これに先立ち先月10日、トランプ大統領の署名により米国が世界各国から輸入する鉄鋼とアルミニウムに例外なく25%の関税を課す措置が、米国東部時間でこの日0時1分(韓国時間12日午後1時1分)に発効された。政権発足以来、中国を除いてはこれまで実際に関税を賦課したことがなかったトランプ政権の品目別一律関税が初めて施行されたのだ。
これに伴い、同時刻以降、米国土安全保障省傘下の税関・国境警備局に通関申告をするすべての鉄鋼・アルミニウムには関税25%が課される。これまで韓国製の鉄鋼はクォーター制の適用を受け、年間263万トンまで無関税の対象だった。アルミニウムにも10%の関税が適用された。

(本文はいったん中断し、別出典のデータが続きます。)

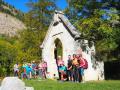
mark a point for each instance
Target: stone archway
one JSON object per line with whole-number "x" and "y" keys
{"x": 58, "y": 50}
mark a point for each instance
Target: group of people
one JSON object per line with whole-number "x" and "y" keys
{"x": 74, "y": 71}
{"x": 31, "y": 70}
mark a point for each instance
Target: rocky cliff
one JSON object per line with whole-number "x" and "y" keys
{"x": 9, "y": 25}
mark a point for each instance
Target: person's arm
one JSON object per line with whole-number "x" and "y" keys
{"x": 83, "y": 62}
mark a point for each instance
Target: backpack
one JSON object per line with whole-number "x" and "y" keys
{"x": 86, "y": 64}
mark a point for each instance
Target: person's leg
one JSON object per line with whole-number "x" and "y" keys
{"x": 82, "y": 74}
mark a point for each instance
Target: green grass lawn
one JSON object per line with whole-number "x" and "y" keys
{"x": 56, "y": 85}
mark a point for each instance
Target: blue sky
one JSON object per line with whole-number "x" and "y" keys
{"x": 21, "y": 4}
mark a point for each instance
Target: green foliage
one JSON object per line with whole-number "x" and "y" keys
{"x": 56, "y": 85}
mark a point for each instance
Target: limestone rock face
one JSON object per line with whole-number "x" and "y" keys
{"x": 10, "y": 25}
{"x": 14, "y": 83}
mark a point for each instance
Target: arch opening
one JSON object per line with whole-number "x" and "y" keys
{"x": 58, "y": 50}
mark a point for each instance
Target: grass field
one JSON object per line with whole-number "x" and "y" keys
{"x": 56, "y": 85}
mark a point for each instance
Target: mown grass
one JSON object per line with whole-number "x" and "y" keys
{"x": 56, "y": 85}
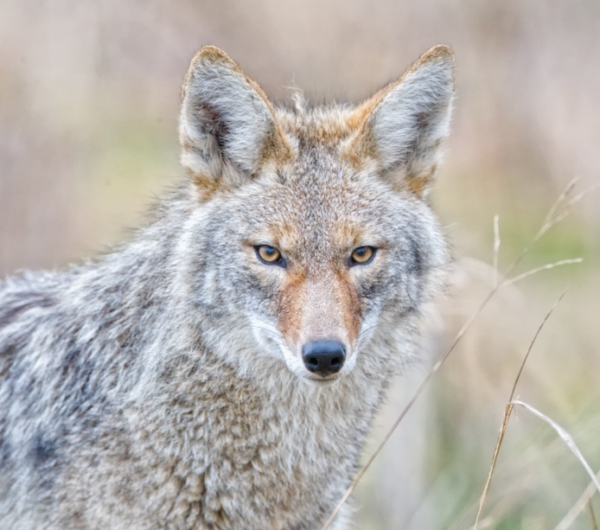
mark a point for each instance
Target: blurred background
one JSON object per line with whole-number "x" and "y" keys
{"x": 89, "y": 96}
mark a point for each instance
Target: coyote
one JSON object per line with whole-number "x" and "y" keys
{"x": 221, "y": 370}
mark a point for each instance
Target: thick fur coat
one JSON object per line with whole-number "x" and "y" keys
{"x": 164, "y": 385}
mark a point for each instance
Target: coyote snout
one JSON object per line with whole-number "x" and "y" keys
{"x": 324, "y": 357}
{"x": 319, "y": 321}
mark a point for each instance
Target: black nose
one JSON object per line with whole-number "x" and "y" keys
{"x": 324, "y": 357}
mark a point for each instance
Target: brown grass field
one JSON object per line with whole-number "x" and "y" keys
{"x": 89, "y": 95}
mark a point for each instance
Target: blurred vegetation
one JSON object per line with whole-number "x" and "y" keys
{"x": 89, "y": 95}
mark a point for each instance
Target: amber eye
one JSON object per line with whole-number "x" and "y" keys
{"x": 269, "y": 255}
{"x": 362, "y": 255}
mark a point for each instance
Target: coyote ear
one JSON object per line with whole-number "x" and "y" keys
{"x": 406, "y": 122}
{"x": 226, "y": 127}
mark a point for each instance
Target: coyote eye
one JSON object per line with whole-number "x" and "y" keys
{"x": 362, "y": 255}
{"x": 269, "y": 255}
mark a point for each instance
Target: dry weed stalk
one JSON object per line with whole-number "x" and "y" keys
{"x": 557, "y": 213}
{"x": 507, "y": 412}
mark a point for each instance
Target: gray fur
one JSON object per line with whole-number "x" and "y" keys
{"x": 148, "y": 389}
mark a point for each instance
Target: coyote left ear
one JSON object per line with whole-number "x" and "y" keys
{"x": 403, "y": 125}
{"x": 227, "y": 128}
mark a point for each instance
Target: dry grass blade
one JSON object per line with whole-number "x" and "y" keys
{"x": 593, "y": 516}
{"x": 557, "y": 212}
{"x": 507, "y": 412}
{"x": 565, "y": 436}
{"x": 520, "y": 277}
{"x": 578, "y": 507}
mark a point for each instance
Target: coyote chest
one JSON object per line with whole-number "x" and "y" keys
{"x": 221, "y": 370}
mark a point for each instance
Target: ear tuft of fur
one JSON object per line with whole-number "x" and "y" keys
{"x": 407, "y": 120}
{"x": 227, "y": 128}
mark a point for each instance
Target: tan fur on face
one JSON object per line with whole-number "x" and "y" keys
{"x": 293, "y": 295}
{"x": 314, "y": 309}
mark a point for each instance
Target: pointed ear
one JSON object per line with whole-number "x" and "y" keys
{"x": 227, "y": 128}
{"x": 403, "y": 125}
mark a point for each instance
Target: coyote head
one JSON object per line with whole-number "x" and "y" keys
{"x": 313, "y": 223}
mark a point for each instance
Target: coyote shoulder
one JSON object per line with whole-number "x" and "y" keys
{"x": 221, "y": 370}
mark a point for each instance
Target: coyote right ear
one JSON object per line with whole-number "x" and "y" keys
{"x": 403, "y": 125}
{"x": 226, "y": 127}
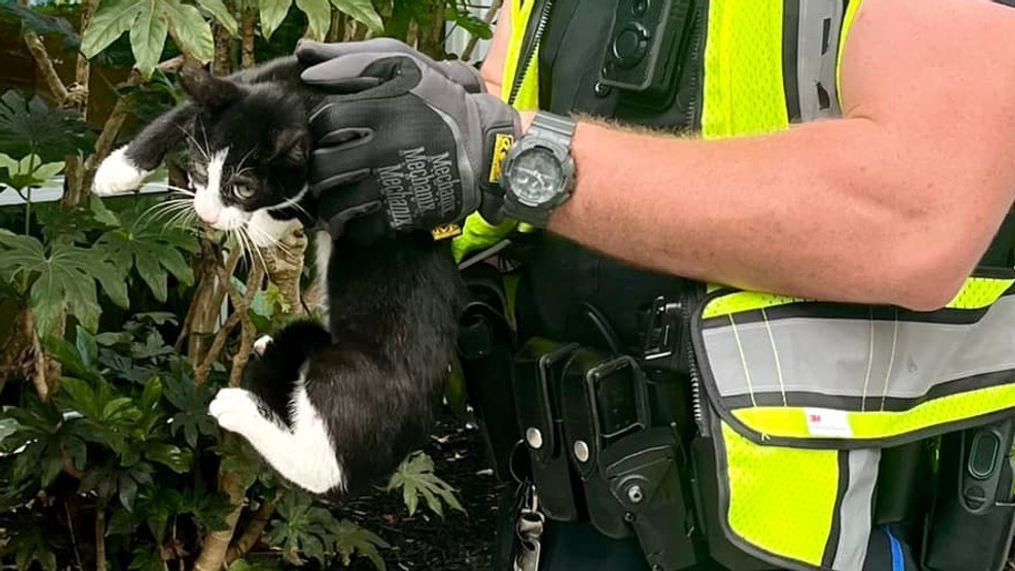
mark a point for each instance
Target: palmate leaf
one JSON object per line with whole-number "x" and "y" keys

特にトランプ政権は、鉄鋼とアルミニウムで作ったボルトやナット、スプリングなどの派生製造品をはじめ、自動車、家電、航空機の部品にまで一斉に関税25%を課すことにした。当初、米商務省は自動車部品などへの関税の適用は猶予するとしたが、施行直前に強硬な立場に転じた。今回の措置で関税費用の負担が新たに生じた国内の鉄鋼企業と自動車部品業界などは、輸出量の減少、収益性の悪化の懸念などで足元に火がついた。
対米輸出だけでなく、今後、農畜産物などの輸入も米政府が狙う恐れがあるという懸念が高まっている。全米肉牛生産者・牛肉協会(NCBA)が前日、韓国の30カ月以上の米国産牛肉輸入禁止などを「不公正貿易慣行」と指摘し、米国政府に改善を要求したためだ。
さらに、米国の貿易政策を率いるハワード・ラトニック商務長官が、韓国に遺伝子組み換え農産物(LMO)のジャガイモの輸入規制の緩和などを求めるかもしれないという懸念の声もあがっている。しかし、通商当局の主要関係者は、「アン・ドックン産業通商資源部長官が先日米国を訪問し、ラトニック長官に会った際、米国産ジャガイモの輸入に関する話はなかった」と述べた。農林畜産食品部関係者は「米国畜産業界は2008年以降ずっと、牛肉の市場開放が必要だと主張してきた」とし、「国民の命と安全を最優先にして慎重に対応する」と語った。